You can see how having native extensions for time-range filters can simplify your SQL. In databases without specific extensions, we might have utilized time_diff and interval functions, but the resulting SQL would still be more complex than just using a specialized operator.

Joining Tables by Approximate Time

In analytics, while we often work with denormalized tables, joining them with other tables can yield insightful results. Joining on common columns is straightforward, but joining based on time can be far more insightful. However, this is complicated by the fact that events seldom occur at precisely the same microsecond. Issues like clock calibration discrepancies or network latencies can lead to slightly different timestamps in different tables. Moreover, there might be scenarios where one table logs data every second, and another does so every 15 minutes, yet you still need to join them to construct a coherent snapshot of a specific moment in time.

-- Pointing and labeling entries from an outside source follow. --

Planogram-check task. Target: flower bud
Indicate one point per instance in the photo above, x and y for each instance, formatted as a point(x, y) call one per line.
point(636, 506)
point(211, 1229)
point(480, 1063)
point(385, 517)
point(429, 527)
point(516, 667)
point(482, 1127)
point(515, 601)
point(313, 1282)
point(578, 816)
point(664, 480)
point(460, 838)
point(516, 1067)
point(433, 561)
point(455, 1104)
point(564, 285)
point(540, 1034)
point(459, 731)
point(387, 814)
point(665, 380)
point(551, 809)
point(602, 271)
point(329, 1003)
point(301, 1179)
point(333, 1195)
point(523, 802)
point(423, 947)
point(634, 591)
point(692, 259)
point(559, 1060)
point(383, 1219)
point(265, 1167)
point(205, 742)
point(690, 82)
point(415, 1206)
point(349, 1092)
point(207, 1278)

Most of the analytical databases we are examining support the ASOF JOIN. This join type, for a given row in one table, finds a matching row in another table that occurred at the same exact moment or, if not available, the closest preceding entry. For databases lacking native ASOF JOIN support, a similar result can be achieved using a lateral join.

QuestDB
PostgreSQL and Timescale
DuckDB
Clickhouse

-- QuestDB provides ASOF JOIN. Since table definition includes
-- the designated timestamp column, no time condition is needed

SELECT t.*, n.*
FROM trades ASOF JOIN news ON (symbol);

-- Postgresql and timescale are the only ones with no ASOF JOIN support,
-- but we can use a LEFT JOIN LATERAL and filter by time using DISTINCT

SELECT t.*, n.*
FROM trades t LEFT JOIN LATERAL (
 SELECT DISTINCT ON (news.symbol) *
    FROM news n1
    WHERE n1.symbol = t.symbol
    AND n1.timestamp <= news.timestamp
    ORDER BY n1.symbol, n1.timestamp DESC LIMIT 1) n

-- DuckDB provides the ASOF JOIN extension

SELECT t.*, n.*
FROM trades t ASOF JOIN news n
  ON t.symbol = n.symbol AND t.timestamp >= n.timestamp;

-- Clickhouse provides the ASOF JOIN extension

SELECT t.*, n.*
FROM trades t ASOF JOIN news n
  ON t.symbol = n.symbol AND n.timestamp <= t.timestamp;

In this scenario, QuestDB, DuckDB, and Clickhouse stand out for their developer-friendliness, extending SQL to accommodate this common requirement. However, there's a nuance with Clickhouse: its ASOF JOIN does not allow using the timestamp column as the sole condition. This limitation works fine for our example but might pose challenges if you need to match all rows in one table with those in another based solely on approximate timestamps.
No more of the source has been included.